I am now beginning to suspect that everyone who has Poison Ivy for the first time starts out suggesting that it seems to be a pretty mild case, as I had been. Of course, the stuff’s insidious, and seems now to have spread a bit…the back of my neck is all rashed out, and as I write this, my forehead is feeling uncomfortably itchy. Ugh. I should just dip myself in calamine lotion.
This evening and tomorrow, I shall explore other remedies. Suggestions are most welcome from the sadly-experienced.
Despite the itchiness, I did get some more annual seedlings planted this evening: I made the start of a few drifts of sweet white allyssum, and then planted some of those tall marigolds I enjoy, and finished off with some calendula, whose daisy-like flowers is assorted shades from the yellow side of the color wheel are always welcome (and their flowers are a tasty treat for George the rabbit, assuming any of his wild cousins in the neighborhood overlook them).
When you’re still learning in the garden (and I don’t know anyone who isn’t…), you can’t help but scoff a little when you hear old gardeners say something like “Oh, once you plant verbena bonariensis, you’ll always have it.” I mean, how could that possibly be true?
Ah, but it is, my friends, and one of the side benefits of me cruising nurseries lately is that I see pots of things for sale, and they help me to identify the things I’ve got going on at home. And trust me, I am seeing lots of these flat-leafed seedlings in the area around where the original VB was planted last year…and possibly further afield than that.

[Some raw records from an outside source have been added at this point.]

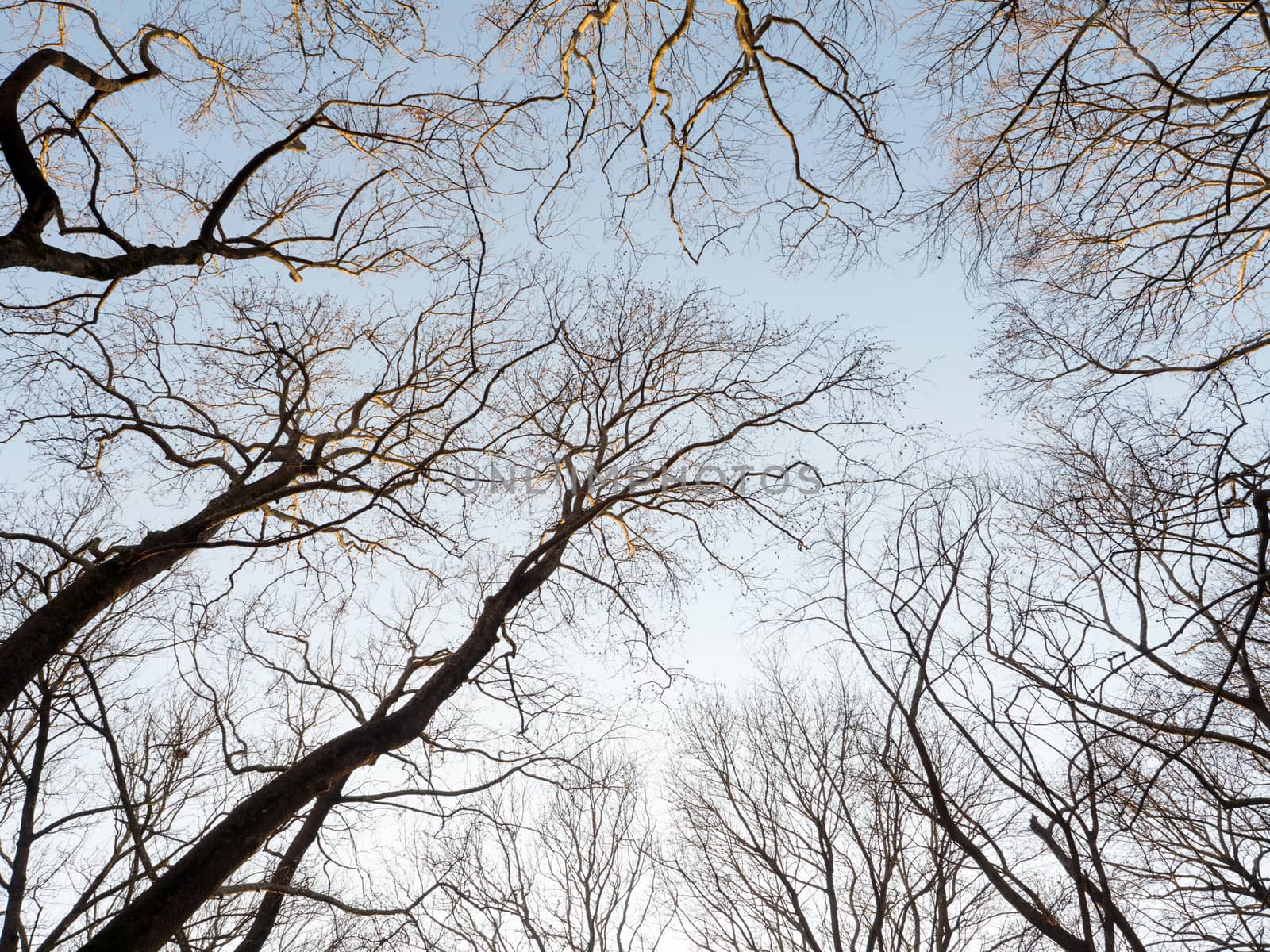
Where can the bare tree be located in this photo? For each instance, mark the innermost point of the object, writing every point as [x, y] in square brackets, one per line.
[795, 828]
[632, 418]
[355, 137]
[1108, 165]
[572, 867]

Am I troubled by this? Nah, I couldn’t be happier. It’s a great plant that works with just about anything else you have going on in a sunny garden bed. And like the foxglove, I can dig them up and move them around to where I want them…which I will definitely be doing, now that I’ve spotted them.

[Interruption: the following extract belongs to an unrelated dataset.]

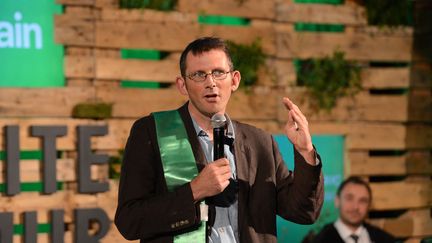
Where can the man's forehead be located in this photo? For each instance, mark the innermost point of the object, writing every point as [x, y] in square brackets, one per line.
[352, 188]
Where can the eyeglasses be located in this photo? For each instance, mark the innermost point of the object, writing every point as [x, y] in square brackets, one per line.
[201, 76]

While planting, I also discovered a chipmunk tunnel going down into the ground between clumps of shasta daisy in the back garden this evening. The roots of the plants seem undisturbed, at least so far. I’m kind of excited about this, actually: that they would be interested in living in my garden, well, it’s sort of a tribute.

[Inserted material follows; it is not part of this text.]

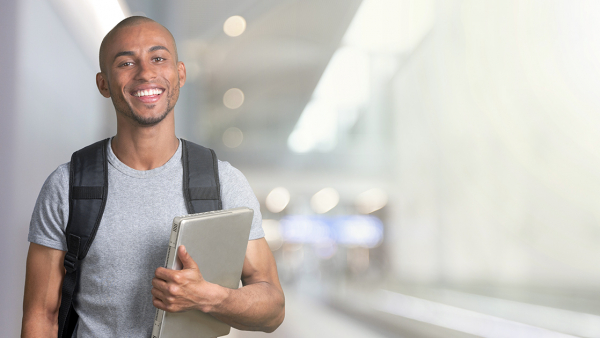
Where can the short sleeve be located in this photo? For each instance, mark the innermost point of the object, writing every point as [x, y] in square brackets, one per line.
[236, 192]
[51, 211]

Oh, sure, I know…there are lots of “gardeners” who’d have none of this, and they’d be out there sliding shotguns into the hole like Elmer Fudd, or walking around the garden beds with great poison dusters with giant plungers at the end like Scrooge McDuck. And it’s people like that who’re killing off the bees…and the birds…and who knows how many other species.
I’m perfectly content to share the garden with everyone. To my mind, they are part of the natural world, same as us…but in their presence, I feel a bit like a privileged guest who doesn’t mind following some rules. It’s more fun to work in a garden that’s alive, so while I’m planting seedlings, I can see an oriole rooting through a pile of debris for nesting supplies…or watch the cowbirds foraging in the mulch from yesterday’s mowing.
Any day now (it’s always been this week), I expect to hear the rustling of leaves in the garden’s perimeter that tips me off to Crackey’s appearance. For new readers, Crackey is the name I’ve insensitively applied to the eastern box turtle who lives out there. His shell has been epoxied after some accident or other damaged him. If you check the archives, it’s always Memorial Day week when he makes his first appearance.